Trump n’a pas été très réceptif à reconnaître le langage de Cervantes. Au contraire, l'une de ses premières décisions après son retour à la Maison Blanche a été de supprimer la version espagnole de son site Web et, en 2025, il a signé un décret désignant l'anglais comme langue officielle du pays. Cette année marque le 250e anniversaire de l'indépendance des États-Unis, mais la détérioration des relations entre les deux gouvernements, exacerbée par le refus espagnol de soutenir Trump et l'attaque de Netanyahu contre l'Iran, a conduit à suspendre la visite des rois envisagée à l'occasion de cet anniversaire. Interrogé sur le rôle de l'Espagne dans la commémoration de l'indépendance – la première ville fondée sur le territoire actuel des États-Unis a été San Agustín, en Floride, par la couronne espagnole – Albares s'est limité à souligner que l'ambassade d'Espagne a été mise à la disposition du Département d'État, mais que c'est aux autorités américaines de décider du programme des événements.

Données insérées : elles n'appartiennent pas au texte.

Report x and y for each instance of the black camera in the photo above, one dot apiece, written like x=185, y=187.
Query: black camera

À Porto Rico, Albares n’a pas entendu les critiques que Trump adresse au gouvernement de Pedro Sánchez, mais plutôt les éloges du doyen de la Faculté de droit, Julio Fontanet, qui, dans sa présentation du ministre devant les étudiants, a présenté le gouvernement espagnol comme un « exemple de courage » pour sa position sur le génocide palestinien. Albares les a remerciés pour leurs paroles, mais sur le plan diplomatique, il a préféré ne pas les développer et s'est limité à souligner que l'espagnol est une langue de paix et de compréhension en période de conflit et de turbulences. Oui, il a salué la résistance de Porto Rico dans sa défense de l'espagnol contre l'hégémonie de l'anglais – reconnue en 1991 avec le prix Cervantes -, il a rappelé que l'espagnol est parlé dans 95% de ses foyers et que la communauté portoricaine est la deuxième plus grande communauté latine des États-Unis après la communauté mexicaine. Les relations de l'Espagne avec Porto Rico, a-t-il souligné, « offrent un lien privilégié avec les États-Unis ».

Albares a rencontré la gouverneure de l'île, Jenniffer González Colón, et le commissaire résident, Pablo José Hernández, qui la représente au Congrès américain, avec voix mais sans vote. Dans ses conversations, il a abordé, entre autres questions, la participation de Porto Rico comme « principal pays partenaire » à l'édition de l'année prochaine de Fitur, ainsi que l'augmentation de ses liaisons aériennes avec l'Espagne et la promotion des investissements. Avant de s'envoler pour la République dominicaine, deuxième étape d'une tournée qui se termine mercredi au Mexique, le chef de la diplomatie espagnole a inauguré un forum d'affaires à San Juan.